Meringues are indeed harder to make than one thinks, though I've more or less got it down, including lighting up a butane torch to cook them a bit at the end.

Was Nonna your German Grandma? I don't think so, as it should be Opa or something like that, but just asking, as I still remember fondly your Grandma asking me to take my cap off in German and me being slightly too nervous to understand correctly, despite the obvious connection.

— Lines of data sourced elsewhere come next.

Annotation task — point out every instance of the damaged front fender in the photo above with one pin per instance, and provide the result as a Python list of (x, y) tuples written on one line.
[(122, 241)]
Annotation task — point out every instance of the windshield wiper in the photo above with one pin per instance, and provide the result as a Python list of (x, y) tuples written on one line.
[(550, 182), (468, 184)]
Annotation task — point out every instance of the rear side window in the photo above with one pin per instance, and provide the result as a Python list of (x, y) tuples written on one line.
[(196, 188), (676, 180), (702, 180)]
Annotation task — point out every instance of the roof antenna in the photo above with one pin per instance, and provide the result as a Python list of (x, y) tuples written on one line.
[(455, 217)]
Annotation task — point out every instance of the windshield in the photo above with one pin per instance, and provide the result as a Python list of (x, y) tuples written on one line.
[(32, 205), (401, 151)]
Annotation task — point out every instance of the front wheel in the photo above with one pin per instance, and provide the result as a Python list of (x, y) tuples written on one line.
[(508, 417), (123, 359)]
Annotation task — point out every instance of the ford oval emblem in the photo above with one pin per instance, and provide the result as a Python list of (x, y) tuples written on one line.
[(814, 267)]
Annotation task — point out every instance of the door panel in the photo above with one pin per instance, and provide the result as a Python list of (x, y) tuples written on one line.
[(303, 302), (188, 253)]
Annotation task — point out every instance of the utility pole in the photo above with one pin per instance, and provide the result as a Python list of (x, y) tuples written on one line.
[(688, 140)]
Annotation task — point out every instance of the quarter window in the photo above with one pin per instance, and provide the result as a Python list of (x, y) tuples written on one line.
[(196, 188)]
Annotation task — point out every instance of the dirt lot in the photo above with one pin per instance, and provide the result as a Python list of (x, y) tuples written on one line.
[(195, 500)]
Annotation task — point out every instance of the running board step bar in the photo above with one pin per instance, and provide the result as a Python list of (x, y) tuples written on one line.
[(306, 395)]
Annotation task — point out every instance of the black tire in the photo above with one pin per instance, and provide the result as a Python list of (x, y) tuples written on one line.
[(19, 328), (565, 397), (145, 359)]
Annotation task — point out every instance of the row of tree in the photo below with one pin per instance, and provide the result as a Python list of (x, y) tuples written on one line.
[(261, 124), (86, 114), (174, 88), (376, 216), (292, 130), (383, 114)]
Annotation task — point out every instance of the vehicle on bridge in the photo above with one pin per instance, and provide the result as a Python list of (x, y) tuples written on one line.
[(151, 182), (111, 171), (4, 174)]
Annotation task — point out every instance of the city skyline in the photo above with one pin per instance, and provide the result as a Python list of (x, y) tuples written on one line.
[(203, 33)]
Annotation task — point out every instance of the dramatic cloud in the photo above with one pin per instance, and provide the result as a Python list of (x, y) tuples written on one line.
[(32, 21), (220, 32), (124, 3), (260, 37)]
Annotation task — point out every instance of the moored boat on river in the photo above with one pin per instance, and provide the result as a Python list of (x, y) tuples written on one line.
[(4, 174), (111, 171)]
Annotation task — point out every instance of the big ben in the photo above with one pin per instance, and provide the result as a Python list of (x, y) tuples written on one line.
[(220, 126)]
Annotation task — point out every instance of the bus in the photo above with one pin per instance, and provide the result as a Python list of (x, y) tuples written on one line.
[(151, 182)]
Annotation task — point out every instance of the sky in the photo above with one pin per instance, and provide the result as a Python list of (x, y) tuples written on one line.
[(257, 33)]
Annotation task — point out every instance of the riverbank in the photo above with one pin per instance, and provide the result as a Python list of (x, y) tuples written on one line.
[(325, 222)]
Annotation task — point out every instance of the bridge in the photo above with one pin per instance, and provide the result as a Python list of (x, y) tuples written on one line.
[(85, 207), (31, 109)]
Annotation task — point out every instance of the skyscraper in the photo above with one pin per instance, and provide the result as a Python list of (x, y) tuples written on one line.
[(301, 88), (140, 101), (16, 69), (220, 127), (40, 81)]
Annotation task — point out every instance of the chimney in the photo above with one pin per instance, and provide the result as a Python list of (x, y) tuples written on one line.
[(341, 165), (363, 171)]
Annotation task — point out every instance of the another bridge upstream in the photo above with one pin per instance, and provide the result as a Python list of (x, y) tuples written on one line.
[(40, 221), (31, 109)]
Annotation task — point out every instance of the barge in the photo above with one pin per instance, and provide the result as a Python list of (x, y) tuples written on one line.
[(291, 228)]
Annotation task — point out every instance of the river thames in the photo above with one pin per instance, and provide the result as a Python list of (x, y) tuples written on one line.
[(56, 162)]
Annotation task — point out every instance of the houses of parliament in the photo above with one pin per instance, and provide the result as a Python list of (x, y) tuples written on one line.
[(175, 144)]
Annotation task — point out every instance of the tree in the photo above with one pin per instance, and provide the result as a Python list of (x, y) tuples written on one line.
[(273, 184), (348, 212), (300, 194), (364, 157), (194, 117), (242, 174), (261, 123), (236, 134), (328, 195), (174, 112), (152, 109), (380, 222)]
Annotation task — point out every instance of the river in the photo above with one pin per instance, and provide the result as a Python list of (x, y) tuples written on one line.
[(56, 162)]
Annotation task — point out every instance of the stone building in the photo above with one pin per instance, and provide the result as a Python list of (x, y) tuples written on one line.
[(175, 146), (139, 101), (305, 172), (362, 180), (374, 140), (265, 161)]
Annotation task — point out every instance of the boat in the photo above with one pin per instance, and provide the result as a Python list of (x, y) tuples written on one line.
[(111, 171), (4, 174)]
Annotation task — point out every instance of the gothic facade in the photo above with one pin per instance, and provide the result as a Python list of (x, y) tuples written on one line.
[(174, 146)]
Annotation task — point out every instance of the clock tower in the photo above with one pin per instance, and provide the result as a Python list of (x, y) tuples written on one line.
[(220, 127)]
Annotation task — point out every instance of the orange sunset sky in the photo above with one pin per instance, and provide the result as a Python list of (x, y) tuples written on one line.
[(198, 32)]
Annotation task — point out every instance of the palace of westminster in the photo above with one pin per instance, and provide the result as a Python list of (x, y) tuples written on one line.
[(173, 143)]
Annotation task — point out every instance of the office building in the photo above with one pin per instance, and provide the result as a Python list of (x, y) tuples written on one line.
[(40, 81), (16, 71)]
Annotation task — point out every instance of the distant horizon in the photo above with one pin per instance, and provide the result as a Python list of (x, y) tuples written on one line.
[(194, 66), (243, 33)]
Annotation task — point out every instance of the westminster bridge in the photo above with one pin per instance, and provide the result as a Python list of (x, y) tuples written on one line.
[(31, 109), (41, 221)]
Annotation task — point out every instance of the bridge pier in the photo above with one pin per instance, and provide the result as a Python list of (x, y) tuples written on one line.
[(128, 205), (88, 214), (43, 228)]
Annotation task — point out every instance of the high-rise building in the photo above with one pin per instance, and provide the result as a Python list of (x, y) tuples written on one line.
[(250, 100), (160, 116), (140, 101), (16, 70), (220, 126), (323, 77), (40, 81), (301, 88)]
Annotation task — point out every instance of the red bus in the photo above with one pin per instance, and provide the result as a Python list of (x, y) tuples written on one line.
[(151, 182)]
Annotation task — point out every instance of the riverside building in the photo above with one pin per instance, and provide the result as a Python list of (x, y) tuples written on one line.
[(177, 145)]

Anyway, there's something bitter sweet about such nostalgia, and doing something that you so fondly remember others doing for you. It can be mildly painful, in a good way, but very therapeutic in another.

kaley said...

Nonna was actually Gisele's italian grandmother - my grandma is just grandma! It's certainly not painful nostalgia, I agree - I love cooking and I know she did as well - though i'm no where near as good a cook as she was - or as Linda, her daughter - Gisele's mum - is.

Mic said...

hey kaley, my mom forwarded me the link so i could read your post about nonna and the meringues...its a really nice story you wrote, and to be honest ive never been so jealous before. jealous that you have such a vivid memory of nonna.
you will have to make the meringues for everyone next christmas okay?
love you lots,
mic

kaley said...

I wish it was vivid - but it's not - I can't remember a lot of what she said. It's strange to be jealous of a memory - I am often, especially about my other grandmother (mum's mum). But yes, I'll make meringues at christmas! Miss you Mic - will I see you in August?

Mic said...

im not sure if we will have the chance to go to leeds, but if you arent too busy it would be great if you could come to london, id love to see you!
miss you to!

kaley said...

Nah - we'll come to London.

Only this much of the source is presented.